This is a short post “looking inside” one author’s writing process/journey…
Several weeks ago, Gayle Bartos-Pool posted an excellent writing on polishing your latest[i] before sending your wonderful novel out into “the world.” My “polishing activity” follow-on thoughts this week, are on my developing questions to use when looking back on my novels once they are actually gone and fending for themselves in the world.
One of my writing goals has always been to continually improve my writing — classes, books, editors, advice from writers I know, reviews, blogs like Writers in Residence (smile)—you get the picture. Mainly, trying to do better than my last book.
This last item for me, has always been haphazard and unstructured. Especially since I have never reread any of my books after publication, except when I’ve read snatches at several events. Even that was hard—once published, the work is mentally and emotionally gone. If I didn’t have “important details” files, I probably couldn’t recall many characters names. Though sort of having a series now, my Shiné world and inhabitants have remained with me from book to book much better, stronger, and more fondly. Still, I haven’t reread any of them.
So, my point in this post is to share an actual list I’m working on to counteract my unfortunate tendency not to re-live what I’ve written, AND also enable thinking about what I want to do better in the next one. Improve my writing. Here’s the beginnings of what I’m working on so far from my looking back perspective..:
- More dialogue, and more action involving characters physically doing things (this is just a nugget of a goal—and I’m not sure exactly what I mean yet. Especially since I just reread a short story by P.D. James called the Mistletoe Murders where there’s mostly narrative—and I loved it.)[ii]
- More action with real personal danger involved.
- More real romance other than intellectual “love of the Mojave.”
- Characters “actually” having changed, versus in the “process” of change.
- More skillfully handle “musicality.” (do so much rewriting in that area — especially balancing long passages with short)
- Better develop traditional “mystery” conundrums. (An outstanding example of what I’m talking about here is Agatha Christie.
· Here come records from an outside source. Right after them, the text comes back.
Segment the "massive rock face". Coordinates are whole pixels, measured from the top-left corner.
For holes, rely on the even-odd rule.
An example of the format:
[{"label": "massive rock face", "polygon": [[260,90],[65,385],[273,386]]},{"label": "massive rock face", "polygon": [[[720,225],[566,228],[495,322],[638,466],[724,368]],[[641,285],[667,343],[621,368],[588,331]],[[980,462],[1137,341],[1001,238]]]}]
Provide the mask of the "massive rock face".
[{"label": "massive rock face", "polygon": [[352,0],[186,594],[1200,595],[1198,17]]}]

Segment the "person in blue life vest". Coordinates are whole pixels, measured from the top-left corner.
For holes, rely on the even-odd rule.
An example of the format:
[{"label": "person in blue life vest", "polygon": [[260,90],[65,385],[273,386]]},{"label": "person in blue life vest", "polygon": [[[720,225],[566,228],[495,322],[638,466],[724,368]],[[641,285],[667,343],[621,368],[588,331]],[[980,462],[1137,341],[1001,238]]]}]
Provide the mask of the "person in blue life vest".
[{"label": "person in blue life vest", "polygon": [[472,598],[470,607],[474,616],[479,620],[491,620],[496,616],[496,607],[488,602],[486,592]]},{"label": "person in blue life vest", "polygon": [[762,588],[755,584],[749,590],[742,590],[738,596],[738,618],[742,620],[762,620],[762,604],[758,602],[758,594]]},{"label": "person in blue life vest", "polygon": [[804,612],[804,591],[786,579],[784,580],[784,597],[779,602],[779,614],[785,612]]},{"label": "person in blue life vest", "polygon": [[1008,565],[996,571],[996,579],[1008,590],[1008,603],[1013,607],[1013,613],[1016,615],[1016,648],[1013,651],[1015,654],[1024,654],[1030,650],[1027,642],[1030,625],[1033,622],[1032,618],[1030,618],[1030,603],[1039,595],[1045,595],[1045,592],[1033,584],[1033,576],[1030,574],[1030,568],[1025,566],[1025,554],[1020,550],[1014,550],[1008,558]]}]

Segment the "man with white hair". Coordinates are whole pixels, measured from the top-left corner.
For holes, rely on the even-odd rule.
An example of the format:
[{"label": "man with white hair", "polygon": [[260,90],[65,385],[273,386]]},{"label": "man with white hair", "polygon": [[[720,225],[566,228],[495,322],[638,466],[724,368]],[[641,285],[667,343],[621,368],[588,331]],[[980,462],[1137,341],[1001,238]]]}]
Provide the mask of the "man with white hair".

What a mind!)
- Better balance against each other – (1) stopping a reader in reading-stride, versus (2) using the absolutely perfect word–noun, adjective, adverb, verb–for description emotional impact. Love finding the perfect word!
I plan to think about all these items, and more, as I start writing my latest Shiné adventure, Deceiving Eyes. But these items are peculiar to me and my writing goals—and the point of my sharing all this “what’s in my mixing bowl stuff” is to offer the thought of doing this type of farewell with your own ideas, writing, and goals?
Which leads to my second point, actually using Last Goodbye thoughts in the future. Not just thinking about them…smile. Another bullet for my list.